La Badia  di” Fonte Laurato”  fu fondata nel 1195 dall’Abate Gioacchino Da Fiore.
Questo Monastero è situato in un luogo molto suggestivo, sotto una rupe detta  “timpa della Badia “ dalla quale sgorgano diverse sorgenti  e  nei pressi di una di queste , L’Abate Gioiacchino ebbe l’apparizione della Vergine , e fu proprio lì che volle fondare il monastero , detto appunto di “Fonte Laurato”  . Un’altra sorgente fu usata per il mulino annesso alla badia.
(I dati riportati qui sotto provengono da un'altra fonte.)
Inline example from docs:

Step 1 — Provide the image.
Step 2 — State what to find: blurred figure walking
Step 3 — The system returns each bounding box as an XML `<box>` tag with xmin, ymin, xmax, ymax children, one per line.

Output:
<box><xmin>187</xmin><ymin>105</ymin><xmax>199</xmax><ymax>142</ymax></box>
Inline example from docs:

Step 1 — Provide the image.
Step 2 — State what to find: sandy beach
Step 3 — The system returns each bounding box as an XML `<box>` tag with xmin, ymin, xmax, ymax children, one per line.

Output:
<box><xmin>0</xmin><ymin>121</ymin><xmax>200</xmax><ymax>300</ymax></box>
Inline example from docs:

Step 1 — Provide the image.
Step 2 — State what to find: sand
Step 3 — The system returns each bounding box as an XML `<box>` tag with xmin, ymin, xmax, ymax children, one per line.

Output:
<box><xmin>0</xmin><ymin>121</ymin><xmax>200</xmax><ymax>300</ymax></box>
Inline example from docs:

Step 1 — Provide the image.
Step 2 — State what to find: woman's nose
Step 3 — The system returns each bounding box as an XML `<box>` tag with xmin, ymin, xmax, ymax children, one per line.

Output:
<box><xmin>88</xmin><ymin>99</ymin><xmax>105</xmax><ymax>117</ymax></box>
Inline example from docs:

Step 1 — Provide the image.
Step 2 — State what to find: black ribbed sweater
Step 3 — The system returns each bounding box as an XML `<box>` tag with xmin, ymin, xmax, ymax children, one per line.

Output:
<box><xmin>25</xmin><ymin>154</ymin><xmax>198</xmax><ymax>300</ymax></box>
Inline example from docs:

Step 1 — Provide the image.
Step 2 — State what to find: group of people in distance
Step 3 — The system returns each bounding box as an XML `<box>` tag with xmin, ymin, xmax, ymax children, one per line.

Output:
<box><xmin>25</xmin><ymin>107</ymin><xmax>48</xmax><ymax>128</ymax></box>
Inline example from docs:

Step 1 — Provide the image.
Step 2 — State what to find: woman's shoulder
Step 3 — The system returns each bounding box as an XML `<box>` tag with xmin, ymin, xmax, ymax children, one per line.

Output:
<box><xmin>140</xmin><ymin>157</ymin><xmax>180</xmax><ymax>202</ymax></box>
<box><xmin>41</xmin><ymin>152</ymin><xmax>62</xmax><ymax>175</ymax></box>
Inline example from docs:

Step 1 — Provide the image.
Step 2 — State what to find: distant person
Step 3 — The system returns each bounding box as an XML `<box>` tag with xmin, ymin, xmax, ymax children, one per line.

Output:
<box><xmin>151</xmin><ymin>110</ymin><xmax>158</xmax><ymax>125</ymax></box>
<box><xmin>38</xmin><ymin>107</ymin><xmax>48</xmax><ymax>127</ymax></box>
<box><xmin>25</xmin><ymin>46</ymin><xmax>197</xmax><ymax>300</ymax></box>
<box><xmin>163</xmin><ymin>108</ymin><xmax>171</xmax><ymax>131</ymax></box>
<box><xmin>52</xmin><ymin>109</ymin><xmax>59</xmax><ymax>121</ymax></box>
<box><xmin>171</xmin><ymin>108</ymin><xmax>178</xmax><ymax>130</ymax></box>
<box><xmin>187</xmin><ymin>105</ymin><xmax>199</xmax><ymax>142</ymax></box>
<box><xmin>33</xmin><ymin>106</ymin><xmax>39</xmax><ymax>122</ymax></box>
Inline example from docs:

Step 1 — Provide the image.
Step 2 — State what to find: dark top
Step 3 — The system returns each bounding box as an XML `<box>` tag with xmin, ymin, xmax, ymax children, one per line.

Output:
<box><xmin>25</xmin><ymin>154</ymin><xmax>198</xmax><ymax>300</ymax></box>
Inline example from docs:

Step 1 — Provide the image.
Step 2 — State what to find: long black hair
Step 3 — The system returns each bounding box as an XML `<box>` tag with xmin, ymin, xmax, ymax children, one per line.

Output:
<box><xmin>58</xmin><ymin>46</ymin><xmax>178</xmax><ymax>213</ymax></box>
In una delle diverse grotte presenti nella rupe, visse per più di due anni un Eremita francese.  

I monaci di questa Badia, i cistercensi , coltivavano quasi  200 ettari  di terreni annessi al monastero, i cui confini arrivavano alle falde di monte Cocuzzo.  Nei  pressi della badia ci sono ancora i resti del frantoio e dell’antico mulino. Il monastero sorge nella contrada  Patia ai piedi del monte Barbaro, contrafforte di roccia calcarea sul versante nord ovest di Monte Cocuzzo, a 200 metri di altezza,  in posizione di sicura  protezione dalle scorrerie saracene.

Gioacchino Da Fiore riuscì a  completare la badia grazie al benefattore Simone Da Mamistra, feudatario di casa sveva . Forse questo monastero rappresenta un raro esempio di architettura di stile normanno- gotico- claunicense presente in Italia, poiché l’Abate   lo aveva costruito al ritorno dal monastero di Cluny in Francia , ed aggiunse allo stile gotico- normanno elementi appartenenti all’ordine claunicense.

Questo monastero , scrive Franco Del Buono, “nella valle delle Cento Acque , in una mirabile cornice di verde,  tra il gorgoglio delle fresche e purissime acque, leva al cielo i suoi secolari pregi artistici”. Veramente uno dei luoghi più belli della nostra Calabria, ricco di un fascino misterioso. In questa Badia si festeggia  ogni anno  il 15 agosto Santa Maria di Fonte Laurato.